De repente, le invadió una visión retrospectiva. Es otro suceso de una serie encadenada que moldeó su destino de forma inexorable.
“La idea de ser músico surgió con los amigos en el barrio, los compañeritos. Formábamos las pachangas. El uno con un balde. Otro con un rayador y trinche y yo armaba con un cartón el acordeón, hacía la forma del fuelle. Parrandeábamos. El ron lo hacíamos en una botella con agua a la que llenábamos de agua y limón”.
Al ser consultado por el tiempo que le tomó aprender a ejecutar el acordeón, Fabio asegura: “Me demoré mucho porque no tuve maestro. Pero de tres años para allá, comencé a tararear las primeras canciones y tocaba con unos amigos de La Paz”.
Una vez arreglado el primer acordeón que tuvo en su vida, comenzó un período de adversidad y desaprobaciones. Un vecino, de nombre Nicolás Fuentes, le decía a su papá, el viejo Abraham, que estaba decepcionado, que Fabio quizás no aprendería, que todo el tiempo era el mismo ‘firi firi’. Este respondía que de todas maneras lo iba a dejar, a ver hasta donde llegaba. Otro, llamado Hugo Araújo, una vez llegó a su casa a decirle a su papá que vendiera el acordeón porque Fabio no iba a aprender.

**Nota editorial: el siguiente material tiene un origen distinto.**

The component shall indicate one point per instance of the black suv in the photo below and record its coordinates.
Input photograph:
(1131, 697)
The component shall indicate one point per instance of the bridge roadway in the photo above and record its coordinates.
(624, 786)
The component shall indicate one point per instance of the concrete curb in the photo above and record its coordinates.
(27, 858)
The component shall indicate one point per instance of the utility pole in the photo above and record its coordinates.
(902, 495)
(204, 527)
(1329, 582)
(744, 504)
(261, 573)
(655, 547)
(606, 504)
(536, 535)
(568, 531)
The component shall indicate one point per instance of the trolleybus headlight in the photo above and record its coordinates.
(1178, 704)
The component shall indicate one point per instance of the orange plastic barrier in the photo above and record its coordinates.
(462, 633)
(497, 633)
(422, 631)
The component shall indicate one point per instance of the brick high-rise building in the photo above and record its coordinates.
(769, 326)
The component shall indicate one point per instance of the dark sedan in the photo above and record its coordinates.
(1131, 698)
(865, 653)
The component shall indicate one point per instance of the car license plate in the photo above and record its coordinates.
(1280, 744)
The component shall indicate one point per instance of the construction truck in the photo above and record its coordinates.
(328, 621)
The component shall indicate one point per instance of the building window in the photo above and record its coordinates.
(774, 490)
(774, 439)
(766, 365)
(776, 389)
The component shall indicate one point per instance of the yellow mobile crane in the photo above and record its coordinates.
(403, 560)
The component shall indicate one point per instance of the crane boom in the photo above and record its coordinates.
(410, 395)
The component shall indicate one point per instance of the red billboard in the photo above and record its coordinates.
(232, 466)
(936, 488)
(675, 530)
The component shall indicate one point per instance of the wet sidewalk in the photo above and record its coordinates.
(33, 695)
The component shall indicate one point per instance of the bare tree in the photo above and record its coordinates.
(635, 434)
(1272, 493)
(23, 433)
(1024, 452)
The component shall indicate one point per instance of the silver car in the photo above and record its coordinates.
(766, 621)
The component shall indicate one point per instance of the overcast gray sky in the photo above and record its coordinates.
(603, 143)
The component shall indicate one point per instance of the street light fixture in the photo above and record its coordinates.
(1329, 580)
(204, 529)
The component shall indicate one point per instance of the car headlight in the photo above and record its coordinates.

Pero no todos fueron desaires. Un hijo de Hugo Aráujo, que iba y regresaba de Venezuela, lo vio con el acordeoncito de dos teclados y le prometió un acordeón. “Llegó el hombre y me dio la plata. Lo compré nuevecito, en Maicao, de tres teclados. Eso hace más de 40 años”, relata Fabio.
–Cuando cuento esas historias me dan ganas hasta de llorar –declara, nostálgico. Aprendí solo. No he sido famoso, pero no me quejo de la vida como músico.
En la actualidad, con 64 años, Fabio López es acordeonero de planta en distintos festivales de música vallenata que se hacen en los municipios y corregimientos del Cesar, incluyendo el Festival de la Leyenda Vallenata, en Valledupar. “Acompaño al que no lleva acompañante, en la canción inédita. En la piqueria, si soy yo solo. Si hay 50 verseadores, tengo que tocarle a 50 verseadores”, dice. Espera una pensión vitalicia por su aporte al folclor y al proceso formativo de acordeoneros como Lucas Dangond, Alexander Calderón y Raúl López.
–Mi meta es que entre más viejo me ponga, más experiencia adquiero. Yo me dedico únicamente a esto. La gente me dice que, entre más viejo, más toco. Pero ese es el empeño, el esfuerzo que yo hago, la disciplina que hay que tener con el arte –concluye.